OEE-Improvement by Artificial or Human Intelligence?

In the future, human and machine in the form of human and artificial intelligence or skills will share the work of increasing equipment productivity. Where are the tasks of the humans, where are the tasks of the technology to achieve the best results?

To increase equipment productivity, among others data such as number of pieces produced per time unit and causes for availability, performance and quality losses are recorded as time series data. Time series means the data is collected at regular intervals, e.g. once a minute, recorded and documented. This circumstance quickly creates large amounts of data that need to be analyzed for patterns, anomalies, and trends.

The chain of activities for this optimization process consists of 6 steps that are traversed, and basically can be performed by both – humans and technology. However, if one has the complementary requirement that the processes should be executed precisely, quickly, permanently and at low cost, then human and technology should focus on their respective strengths. Humans can do a lot, but technology can do specific tasks a lot better. The following figure distinguishes who / what performs the activity when no technology is available or when it is available.

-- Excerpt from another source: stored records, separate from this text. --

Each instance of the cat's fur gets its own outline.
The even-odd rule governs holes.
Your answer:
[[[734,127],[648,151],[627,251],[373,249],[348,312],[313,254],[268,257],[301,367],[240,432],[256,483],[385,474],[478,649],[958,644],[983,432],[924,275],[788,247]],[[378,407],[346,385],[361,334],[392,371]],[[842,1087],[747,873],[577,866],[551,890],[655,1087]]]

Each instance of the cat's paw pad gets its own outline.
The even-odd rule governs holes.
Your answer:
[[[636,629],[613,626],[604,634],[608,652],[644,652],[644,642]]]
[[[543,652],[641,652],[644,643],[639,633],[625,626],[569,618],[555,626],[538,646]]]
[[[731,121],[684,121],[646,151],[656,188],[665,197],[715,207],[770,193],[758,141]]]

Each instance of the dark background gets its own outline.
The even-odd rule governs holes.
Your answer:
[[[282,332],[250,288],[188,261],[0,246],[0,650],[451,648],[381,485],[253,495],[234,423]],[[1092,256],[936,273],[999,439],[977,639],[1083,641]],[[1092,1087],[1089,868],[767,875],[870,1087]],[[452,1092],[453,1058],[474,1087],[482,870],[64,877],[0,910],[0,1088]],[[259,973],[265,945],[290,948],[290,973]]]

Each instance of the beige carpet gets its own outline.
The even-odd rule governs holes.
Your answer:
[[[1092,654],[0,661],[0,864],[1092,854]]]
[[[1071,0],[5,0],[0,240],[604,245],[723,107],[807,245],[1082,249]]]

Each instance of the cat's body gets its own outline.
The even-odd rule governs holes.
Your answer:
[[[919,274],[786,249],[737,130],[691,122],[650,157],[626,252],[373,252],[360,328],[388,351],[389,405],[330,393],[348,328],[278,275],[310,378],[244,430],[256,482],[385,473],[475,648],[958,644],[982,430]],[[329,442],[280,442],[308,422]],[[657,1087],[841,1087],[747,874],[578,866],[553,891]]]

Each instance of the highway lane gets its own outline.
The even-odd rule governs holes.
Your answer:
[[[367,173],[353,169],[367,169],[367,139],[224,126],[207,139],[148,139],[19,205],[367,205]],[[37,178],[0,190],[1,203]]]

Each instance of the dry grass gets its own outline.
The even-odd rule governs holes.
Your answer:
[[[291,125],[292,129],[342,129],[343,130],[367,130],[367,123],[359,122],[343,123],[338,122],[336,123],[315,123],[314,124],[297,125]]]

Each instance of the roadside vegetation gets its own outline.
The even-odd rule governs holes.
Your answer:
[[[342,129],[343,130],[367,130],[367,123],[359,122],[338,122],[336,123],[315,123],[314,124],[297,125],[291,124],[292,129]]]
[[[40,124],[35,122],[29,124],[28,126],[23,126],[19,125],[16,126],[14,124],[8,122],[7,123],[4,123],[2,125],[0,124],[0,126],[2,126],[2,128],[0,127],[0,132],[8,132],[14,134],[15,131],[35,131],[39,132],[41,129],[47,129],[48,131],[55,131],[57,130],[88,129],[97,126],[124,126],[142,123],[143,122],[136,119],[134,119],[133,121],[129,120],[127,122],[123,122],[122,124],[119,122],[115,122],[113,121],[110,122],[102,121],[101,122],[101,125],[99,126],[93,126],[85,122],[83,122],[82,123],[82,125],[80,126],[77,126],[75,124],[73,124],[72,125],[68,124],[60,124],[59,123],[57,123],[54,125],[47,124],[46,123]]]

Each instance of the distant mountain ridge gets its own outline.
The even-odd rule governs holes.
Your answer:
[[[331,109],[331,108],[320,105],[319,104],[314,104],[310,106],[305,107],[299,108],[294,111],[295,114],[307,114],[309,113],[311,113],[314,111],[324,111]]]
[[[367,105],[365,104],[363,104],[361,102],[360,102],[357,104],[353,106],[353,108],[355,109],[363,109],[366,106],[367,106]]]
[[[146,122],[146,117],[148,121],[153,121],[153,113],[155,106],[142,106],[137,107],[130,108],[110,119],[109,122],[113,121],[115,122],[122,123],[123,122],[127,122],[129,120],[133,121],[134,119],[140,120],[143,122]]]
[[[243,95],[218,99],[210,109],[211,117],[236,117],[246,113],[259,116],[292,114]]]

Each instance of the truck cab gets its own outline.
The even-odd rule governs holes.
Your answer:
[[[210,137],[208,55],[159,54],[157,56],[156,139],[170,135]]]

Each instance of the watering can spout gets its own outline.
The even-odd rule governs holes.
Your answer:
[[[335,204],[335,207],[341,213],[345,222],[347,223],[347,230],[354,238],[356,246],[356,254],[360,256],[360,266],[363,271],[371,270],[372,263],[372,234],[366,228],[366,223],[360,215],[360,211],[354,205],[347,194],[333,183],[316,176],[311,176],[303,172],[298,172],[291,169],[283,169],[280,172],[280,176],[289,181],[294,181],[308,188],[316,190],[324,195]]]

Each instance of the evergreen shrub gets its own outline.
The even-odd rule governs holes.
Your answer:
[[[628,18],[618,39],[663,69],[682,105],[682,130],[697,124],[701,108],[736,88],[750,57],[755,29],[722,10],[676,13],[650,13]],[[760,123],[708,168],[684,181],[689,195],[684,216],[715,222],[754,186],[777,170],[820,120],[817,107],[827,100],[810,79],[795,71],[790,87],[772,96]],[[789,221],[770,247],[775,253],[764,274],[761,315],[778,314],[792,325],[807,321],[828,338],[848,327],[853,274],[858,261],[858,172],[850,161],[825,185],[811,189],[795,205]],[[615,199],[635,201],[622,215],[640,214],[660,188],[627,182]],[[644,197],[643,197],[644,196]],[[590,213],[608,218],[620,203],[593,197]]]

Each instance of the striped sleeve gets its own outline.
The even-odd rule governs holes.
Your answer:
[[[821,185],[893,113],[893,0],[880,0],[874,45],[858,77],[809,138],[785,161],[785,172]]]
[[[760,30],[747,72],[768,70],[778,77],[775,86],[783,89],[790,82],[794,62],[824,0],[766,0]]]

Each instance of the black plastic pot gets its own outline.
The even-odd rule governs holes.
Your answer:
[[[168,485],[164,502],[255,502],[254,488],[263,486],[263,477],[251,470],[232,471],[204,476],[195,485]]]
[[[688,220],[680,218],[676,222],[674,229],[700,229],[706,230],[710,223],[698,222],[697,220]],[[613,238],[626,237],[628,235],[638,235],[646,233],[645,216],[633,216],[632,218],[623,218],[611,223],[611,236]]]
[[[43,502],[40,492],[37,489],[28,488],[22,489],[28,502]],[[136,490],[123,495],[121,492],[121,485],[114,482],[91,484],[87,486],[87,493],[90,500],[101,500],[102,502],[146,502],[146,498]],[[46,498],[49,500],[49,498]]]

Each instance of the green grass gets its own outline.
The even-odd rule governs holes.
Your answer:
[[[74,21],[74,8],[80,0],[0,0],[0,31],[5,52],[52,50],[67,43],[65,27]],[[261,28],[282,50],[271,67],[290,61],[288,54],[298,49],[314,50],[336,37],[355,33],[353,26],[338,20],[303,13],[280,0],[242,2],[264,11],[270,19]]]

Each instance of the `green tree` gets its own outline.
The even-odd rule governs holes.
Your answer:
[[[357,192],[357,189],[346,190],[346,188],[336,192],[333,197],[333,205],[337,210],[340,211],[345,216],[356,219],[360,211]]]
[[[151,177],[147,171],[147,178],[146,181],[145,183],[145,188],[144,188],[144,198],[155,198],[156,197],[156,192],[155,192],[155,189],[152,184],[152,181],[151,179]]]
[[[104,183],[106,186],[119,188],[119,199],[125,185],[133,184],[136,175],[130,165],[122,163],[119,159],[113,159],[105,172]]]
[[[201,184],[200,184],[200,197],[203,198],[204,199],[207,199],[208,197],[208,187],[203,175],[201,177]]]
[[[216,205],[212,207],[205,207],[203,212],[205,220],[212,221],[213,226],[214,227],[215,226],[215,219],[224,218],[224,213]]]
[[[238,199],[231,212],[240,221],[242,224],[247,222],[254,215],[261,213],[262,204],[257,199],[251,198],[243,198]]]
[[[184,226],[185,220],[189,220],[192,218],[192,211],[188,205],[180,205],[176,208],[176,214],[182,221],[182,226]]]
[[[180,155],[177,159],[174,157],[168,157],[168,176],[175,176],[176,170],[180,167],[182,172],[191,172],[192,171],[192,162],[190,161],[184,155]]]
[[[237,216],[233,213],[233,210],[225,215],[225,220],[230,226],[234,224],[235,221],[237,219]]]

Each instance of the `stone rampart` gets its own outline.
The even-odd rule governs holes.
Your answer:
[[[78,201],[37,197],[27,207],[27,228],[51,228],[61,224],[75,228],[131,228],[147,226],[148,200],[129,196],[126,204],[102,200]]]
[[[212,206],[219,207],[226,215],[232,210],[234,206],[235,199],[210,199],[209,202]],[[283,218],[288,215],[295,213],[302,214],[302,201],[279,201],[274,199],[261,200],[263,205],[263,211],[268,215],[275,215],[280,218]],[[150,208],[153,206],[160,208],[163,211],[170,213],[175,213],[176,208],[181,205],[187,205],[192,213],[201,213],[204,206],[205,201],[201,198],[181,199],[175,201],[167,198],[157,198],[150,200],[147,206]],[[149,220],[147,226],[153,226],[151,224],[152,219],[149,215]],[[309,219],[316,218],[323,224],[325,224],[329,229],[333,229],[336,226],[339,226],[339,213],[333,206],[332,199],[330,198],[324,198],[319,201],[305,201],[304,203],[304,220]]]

Figure: Comparison of the possibilities of implementation between technology and man

At the lower three levels of the process, there is no doubt that the execution of activity by technology is favorable. On the upper two levels humans are unrivaled. No currently available technology has ideas or can implement physical measures. That is the domain of humans.

At level 4, data analysis, rules, statistics and artificial intelligence in the form of machine learning can be used. For example, it can be applied to determine how the OEE or standstill trend in terms of duration and frequency runs, the equipment run is clustered into stable and unstable, the quality of change-over processes are measured, standstills are grouped or classified, or faulty measured values ​​are identified.

This fast and accurate analysis of large amounts of data is a domain of technology. With the availability of these capabilities, analyzing the equipment losses of the past (!) day in morning shop floor management meeting is a thing of the past. Conspicuous data histories are instead identified on-line and made available to the employee live on an Andon board or an industrial smartwatch. Thus, the attention of the equipment team can be directed to the problem immediately during the loss.

This reaction time can only be achieved with a balanced mix of automation, analytics and humans. This combination belongs the future.